Some examples of immune processes in ISR arguably might be:

• The degradation and rupture (lysis) of attacking cellular membranes through enzymes, viruses, or osmotic mechanisms.

• Siderophore metabolites which chelate the iron within the rhizosphere, make it plant available, and deprive it from competing pathogenic microorganisms. Siderophore metabolites are the secretions of bacteria, yeasts, and fungi.

• Other ISR phenomena are the production of phytoalexins (antimicrobial / antioxidative compounds), fungistatic and bacterio-static excretions, predation (nematode trapping fungi, soil amoeba lysing into and consuming pathogenic fungi), and parasitism (inter-fungal parasitism where one fungus will immobilize and penetrate into another differing type through a lytic process).

With ISR, it seems we are describing a larger spectrum of activities than those found exclusively in phytochemical pathways.

I found a great resource for anyone interested, Biocylopedia, and I've been referring to an article called, "Antagonism, the Mechanism of Bio-Control". Antagonism in phytopathology describes the action of an organism that suppresses or interferes with plant pathogens. When one encounters the word antagonism in microbiology it seems to describe an inhibitory relationship that is not always or even often negative. Many beneficial bacteria and fungi are described as antagonistic. So, again, I am confused by what is meant by a "mutually antagonistic" relationship between ISR and SAR.

It seems now that there is overlap and these states are not binary due to the appearance of ISR as an innate and complex fugue that is defined by the microorganisms surrounding the roots and phytochemical relationships between them and the plant itself. Am I mistaken in thinking that ISR and SAR can coincide and overlap?

More from Biocylcopedia:
"Vesicular-arbuscular mycorrhizal fungi retard the development of pathogens in root systems and increase disease severity in non-mycorrhizal roots. This systemic influence can be attributed to better nutrition, enhanced plant growth and physiological stimulation in mycorrhizal plants. Roots colonized by a VAM fungus exhibit high chitinolytic activities. These enzymes can be effective against the other fungal pathogens. Under direct influence of mycorrhizal fungi, root tissues become more resistant to pathogenic attack. This induced resistance is strictly limited to the site of host-endophyte interaction and will only affect soil-borne pathogen. Thus, application of selected VA mycorrhizal fungi offers the possibility of increasing resistance against soil-borne pathogens (Dehne, 1982)."

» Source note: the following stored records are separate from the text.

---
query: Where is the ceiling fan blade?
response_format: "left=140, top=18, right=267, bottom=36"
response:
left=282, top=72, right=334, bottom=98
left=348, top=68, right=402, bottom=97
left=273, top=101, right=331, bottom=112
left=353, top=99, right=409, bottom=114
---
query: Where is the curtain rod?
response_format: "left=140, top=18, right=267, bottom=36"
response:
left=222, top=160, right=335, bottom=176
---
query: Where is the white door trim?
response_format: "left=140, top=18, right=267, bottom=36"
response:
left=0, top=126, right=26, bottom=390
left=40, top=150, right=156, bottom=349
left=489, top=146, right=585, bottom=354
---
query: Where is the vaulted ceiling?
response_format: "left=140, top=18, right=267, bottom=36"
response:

The reference to chitinolytic activities is describing the ability to dissolve the cellular membrane of pathogens (chitin = beetle wing / fingernail / fungi cell wall -lytic = disintegration of cell wall). It would appear that much of the arsenal of fungi and other microorganisms consists of melting or digesting through barriers in order to induce havoc.

Karn Piana
Zone 7 Semi-Arid Steppe
Northern New Mexico



Edited 2 time(s). Last edit at 09/01/2018 05:24AM by Karn Piana.

This is just a great post. I am engaging with a struggling orchard that has high fungal disease pressure. Our main plot is to massively inoculate the phyllo-sphere as well as the soil surface in order to bolster the ecology that will then support the SAR in full capacity. Also expecting to improve soil health over all. thanks for the thoughtful inputs.